The Hebrew word רעך is commonly translated as "neighbor". This isn't the best translation. A better translation might be "close friend", or "fellow". The word is used to apply to any Jew, technically, as all Jews should be "close" to each other in terms of responsibility and caring. In any case, certainly, in the commandment, it is not restricted by geography.
As for the general point of this commandment not to covet anything that belongs to your "fellow" (I'm using my loose translation, here. Also, see the end of the verse. that says "everything". I won't delve into the concept behind itemizing prior to saying "everything".) is a question raised by several commentators.

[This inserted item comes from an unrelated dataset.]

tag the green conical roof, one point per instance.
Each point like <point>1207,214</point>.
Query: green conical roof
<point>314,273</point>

Ibn Ezra asks how is it possible that someone cannot covet something nice that he sees? He explains that this is exactly the concept of training one's heart and mind. His example is that one does not covet the princess, because he knows that he can't do this (she's the king's daughter, and if he is a villager, he is unworthy to bother with the princess.) Likewise, one does not covet his mom even if she is beautiful.

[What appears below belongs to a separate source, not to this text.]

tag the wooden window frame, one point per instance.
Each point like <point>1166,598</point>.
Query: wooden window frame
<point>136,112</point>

So the Torah is stating a general rule - train your mind to be satisfied with what G-d has given you so that you will have no reason to covert anything that belongs to any Jew, regardless of where he lives.
@Danno is correct in that the Torah frequently expresses things in what is most "familiar". I.e., in this case, it would be relatively easy to covet your close friend's wife, because, after all, you are close to your friend, and maybe, you have become friendly with his wife. So, in a sense, the Torah may be making a specific point by stating don't do this with anyone, not even your close friend's wife.